Exclusive Interview: John Tolva, Chicago's new tech guru, has watched with pride as city residents -- many of them young would-be entrepreneurs -- have competed to create apps and websites using data recently opened to public use by the city, Cook County, the state and the Chicago Metropolitan Agency for Planning.
So what's Tolva's dream app? One that would tell him in real time when the bus and train are coming to his stop and at the same time alerting him to the nearest taxi and open parking spots. On a 20-below-zero day, the app would let Tolva and everyone else choose the quickest route to warmth. During the summer, the app could be used to find where rental bikes are available throughout the city.
What's next for app developers? Open 311. It is a platform that will let software developers come up with apps to allow people to use their smartphones and computers to track services such as pothole repairs and watch how and when they are fulfilled.
Tolva talked first to the Sun-Times just days after he started his city job. He wants Chicago to become known as the Digital Second City.
"Forget thinking about computers or even websites.
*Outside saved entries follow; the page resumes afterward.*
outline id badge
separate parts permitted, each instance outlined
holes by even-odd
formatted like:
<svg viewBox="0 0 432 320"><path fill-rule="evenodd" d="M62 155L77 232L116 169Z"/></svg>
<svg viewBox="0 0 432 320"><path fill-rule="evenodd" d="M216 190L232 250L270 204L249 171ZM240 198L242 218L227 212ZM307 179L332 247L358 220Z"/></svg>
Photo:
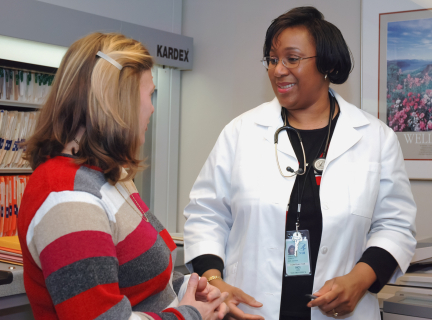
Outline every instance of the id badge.
<svg viewBox="0 0 432 320"><path fill-rule="evenodd" d="M310 253L309 253L309 231L299 230L301 240L297 245L297 256L295 255L296 241L293 239L295 231L287 231L285 239L285 277L309 276ZM294 235L295 238L295 235Z"/></svg>

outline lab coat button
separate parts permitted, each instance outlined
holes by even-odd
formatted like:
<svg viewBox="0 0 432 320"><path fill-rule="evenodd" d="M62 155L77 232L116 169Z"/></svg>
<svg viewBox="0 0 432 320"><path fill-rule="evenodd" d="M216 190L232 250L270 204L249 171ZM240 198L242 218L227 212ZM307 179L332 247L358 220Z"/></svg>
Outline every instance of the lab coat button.
<svg viewBox="0 0 432 320"><path fill-rule="evenodd" d="M328 210L328 208L329 208L328 204L327 204L327 203L324 203L324 204L323 204L323 208L324 208L324 210Z"/></svg>
<svg viewBox="0 0 432 320"><path fill-rule="evenodd" d="M326 254L327 251L328 251L328 248L327 248L327 247L322 247L322 248L321 248L321 253L322 253L322 254Z"/></svg>

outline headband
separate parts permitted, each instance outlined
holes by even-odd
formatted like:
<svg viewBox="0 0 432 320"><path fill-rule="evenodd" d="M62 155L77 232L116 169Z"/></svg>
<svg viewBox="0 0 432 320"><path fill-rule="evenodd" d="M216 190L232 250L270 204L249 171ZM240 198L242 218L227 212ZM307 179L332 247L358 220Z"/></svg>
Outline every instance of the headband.
<svg viewBox="0 0 432 320"><path fill-rule="evenodd" d="M118 63L117 61L115 61L113 58L109 57L108 55L106 55L102 51L98 51L98 53L96 53L96 55L101 57L102 59L105 59L106 61L111 63L117 69L119 69L119 70L123 69L123 66L120 63Z"/></svg>

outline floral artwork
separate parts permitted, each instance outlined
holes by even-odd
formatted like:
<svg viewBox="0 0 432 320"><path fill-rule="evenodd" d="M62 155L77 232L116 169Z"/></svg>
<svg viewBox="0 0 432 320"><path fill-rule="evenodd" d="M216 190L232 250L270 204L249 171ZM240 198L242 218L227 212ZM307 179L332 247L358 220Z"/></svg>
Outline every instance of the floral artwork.
<svg viewBox="0 0 432 320"><path fill-rule="evenodd" d="M432 131L432 18L389 22L387 125Z"/></svg>

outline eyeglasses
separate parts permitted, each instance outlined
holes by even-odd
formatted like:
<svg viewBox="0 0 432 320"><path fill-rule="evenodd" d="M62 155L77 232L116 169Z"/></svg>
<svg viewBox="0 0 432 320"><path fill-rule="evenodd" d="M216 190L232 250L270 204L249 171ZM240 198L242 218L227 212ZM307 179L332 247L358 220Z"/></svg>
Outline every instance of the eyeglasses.
<svg viewBox="0 0 432 320"><path fill-rule="evenodd" d="M310 58L315 58L316 56L313 57L306 57L306 58L300 58L300 57L289 57L289 58L283 58L280 61L282 61L282 64L284 65L285 68L287 69L294 69L297 68L298 65L300 64L301 60L306 60L306 59L310 59ZM269 69L274 69L276 68L276 66L279 63L279 58L271 58L271 57L264 57L261 60L263 66L269 70Z"/></svg>

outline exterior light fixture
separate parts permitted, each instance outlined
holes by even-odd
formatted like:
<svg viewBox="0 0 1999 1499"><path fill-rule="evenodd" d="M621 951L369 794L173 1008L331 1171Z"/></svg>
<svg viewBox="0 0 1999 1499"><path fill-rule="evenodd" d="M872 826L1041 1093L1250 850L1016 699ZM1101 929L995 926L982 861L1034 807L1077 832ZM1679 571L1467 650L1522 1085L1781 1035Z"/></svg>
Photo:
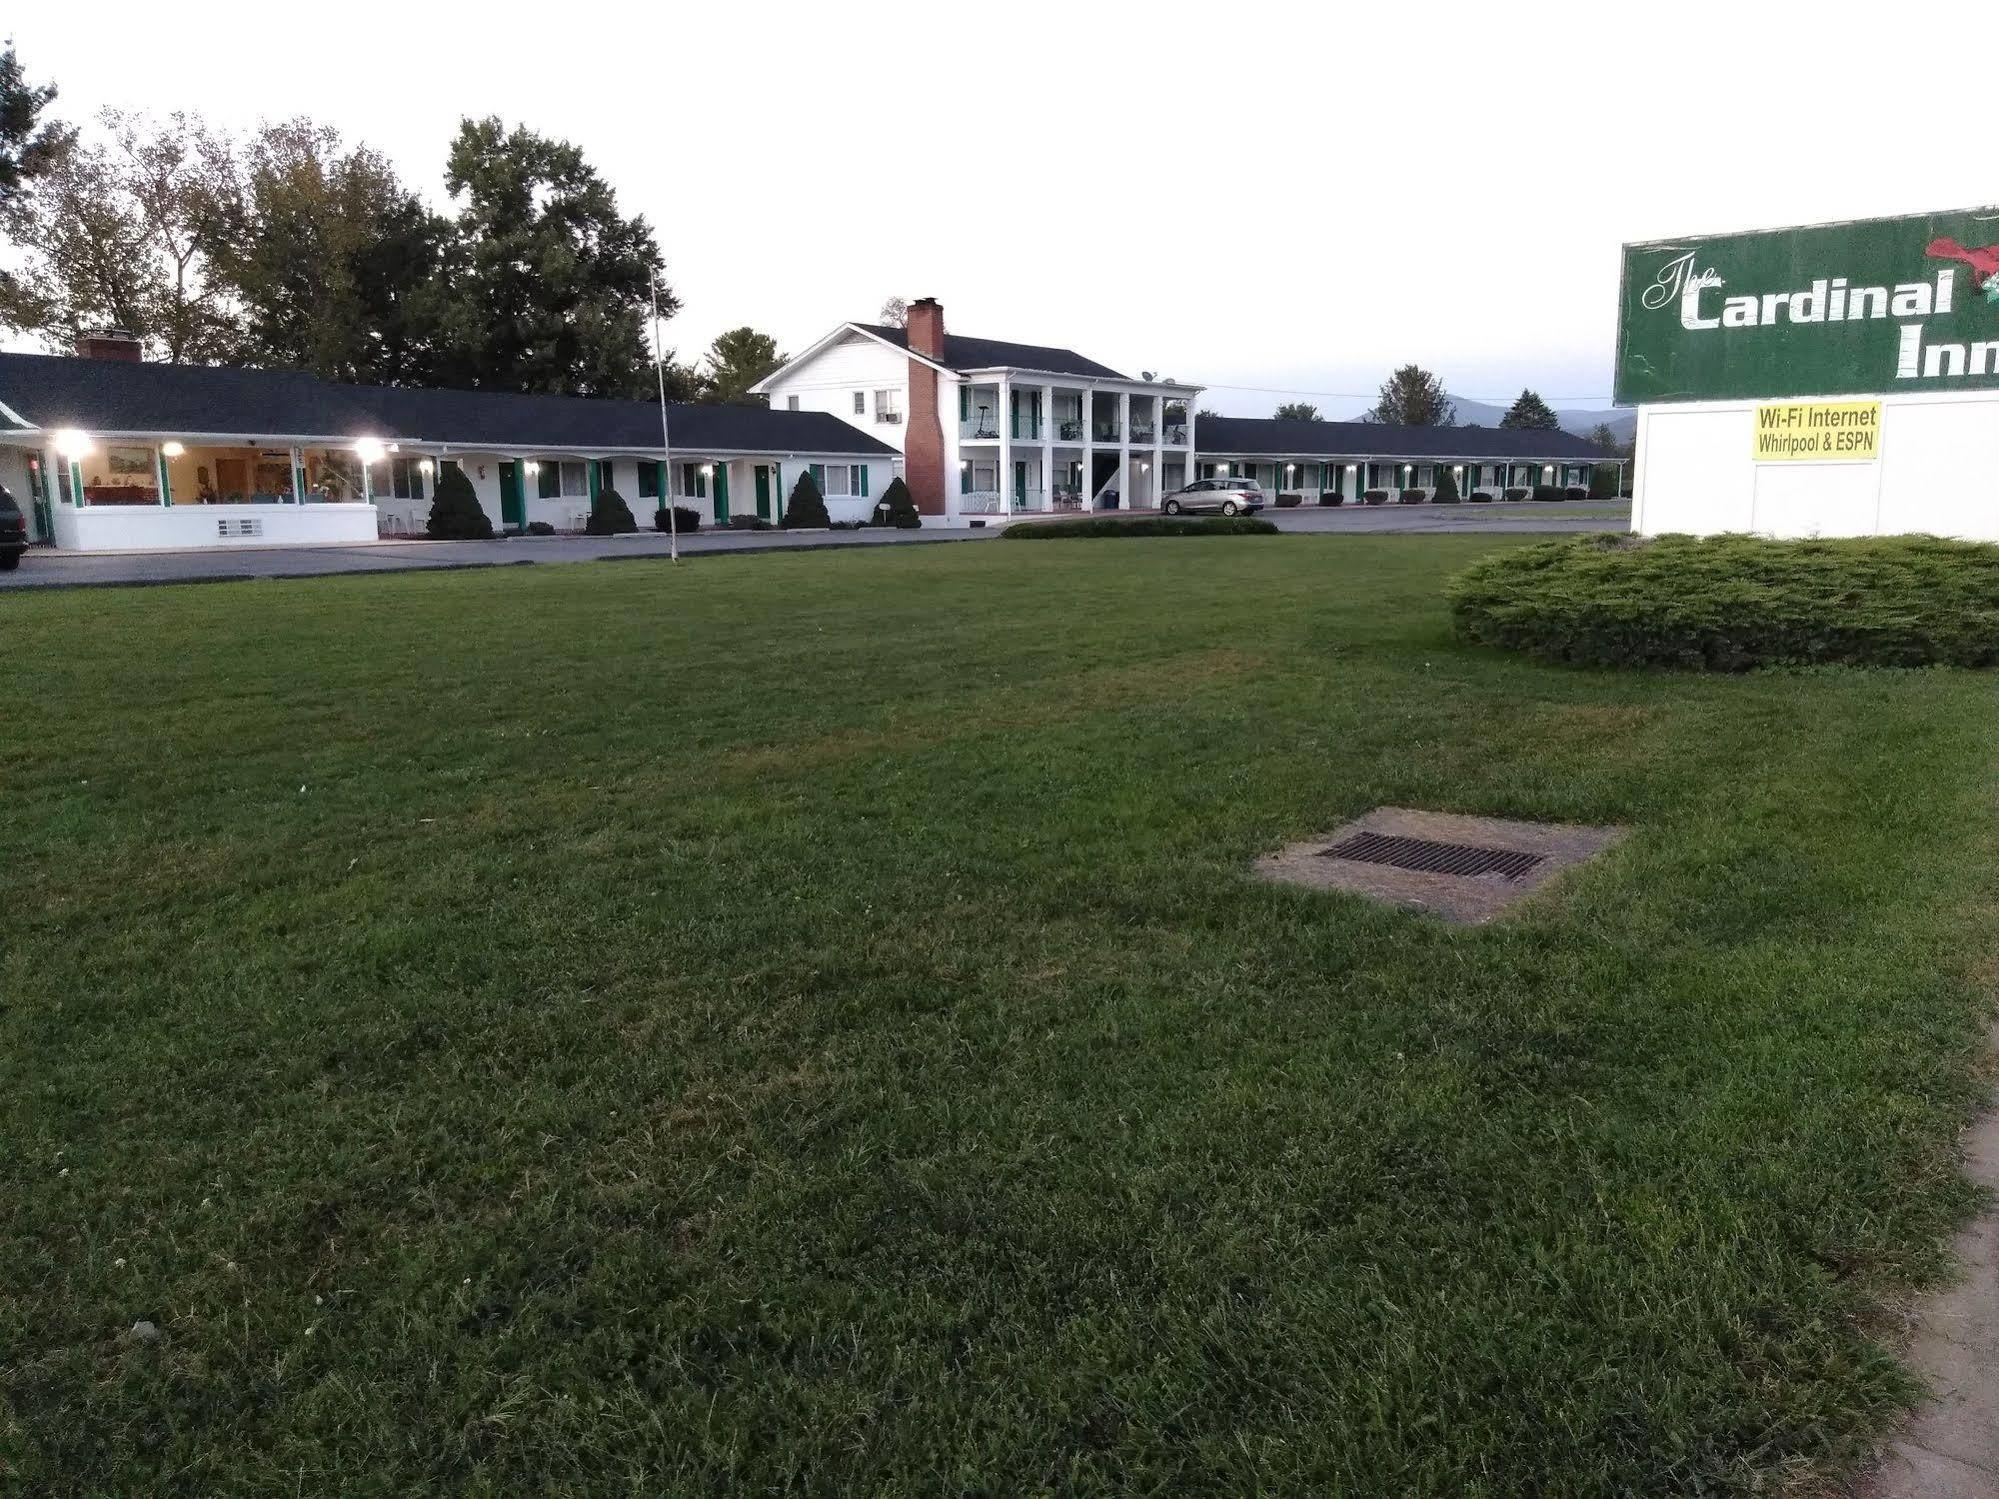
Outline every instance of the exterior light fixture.
<svg viewBox="0 0 1999 1499"><path fill-rule="evenodd" d="M56 451L65 458L81 458L90 451L90 434L64 427L55 435Z"/></svg>
<svg viewBox="0 0 1999 1499"><path fill-rule="evenodd" d="M380 463L384 451L381 439L377 437L363 437L354 444L354 456L363 463Z"/></svg>
<svg viewBox="0 0 1999 1499"><path fill-rule="evenodd" d="M186 451L187 449L177 442L163 442L160 444L160 456L163 458L178 458Z"/></svg>
<svg viewBox="0 0 1999 1499"><path fill-rule="evenodd" d="M712 463L704 463L701 465L701 472L703 474L712 474L715 472L715 465Z"/></svg>
<svg viewBox="0 0 1999 1499"><path fill-rule="evenodd" d="M417 467L422 469L425 473L429 473L432 469L436 468L437 465L432 463L428 458L426 458L423 460L423 462L419 463Z"/></svg>

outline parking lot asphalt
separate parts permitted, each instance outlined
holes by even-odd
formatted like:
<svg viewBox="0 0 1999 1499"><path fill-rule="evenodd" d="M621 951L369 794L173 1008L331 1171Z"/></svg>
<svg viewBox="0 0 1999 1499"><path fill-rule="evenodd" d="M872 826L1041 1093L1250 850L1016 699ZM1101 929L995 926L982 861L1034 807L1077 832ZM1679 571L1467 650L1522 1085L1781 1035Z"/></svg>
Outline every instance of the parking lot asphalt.
<svg viewBox="0 0 1999 1499"><path fill-rule="evenodd" d="M1489 531L1510 535L1622 531L1627 505L1536 504L1383 505L1267 510L1279 529L1301 534ZM1033 522L1022 522L1033 524ZM912 546L985 541L1001 528L928 526L918 531L703 531L681 538L684 557ZM245 547L195 552L59 552L32 548L18 569L0 573L0 593L39 588L137 587L212 583L241 578L316 578L346 573L422 572L509 567L524 563L664 558L668 538L634 536L515 536L505 541L379 541L359 545Z"/></svg>

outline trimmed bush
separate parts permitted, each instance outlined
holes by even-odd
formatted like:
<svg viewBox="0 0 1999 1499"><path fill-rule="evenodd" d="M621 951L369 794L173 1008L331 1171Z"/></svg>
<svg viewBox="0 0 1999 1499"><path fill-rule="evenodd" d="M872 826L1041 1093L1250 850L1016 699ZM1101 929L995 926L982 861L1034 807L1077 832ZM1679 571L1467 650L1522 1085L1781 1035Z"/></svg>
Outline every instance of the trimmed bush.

We want to think of the city itself as a platform for interaction -- as a computing platform," said Tolva, the city's new chief technology officer and a fourth-generation Chicagoan who previously worked as IBM's director of citizenship and technology.
In the short run, a digital Chicago could enable people to receive city services faster, see how efficiently a government agency is working or receive wirelessly and in real time a variety of transit options for running an errand.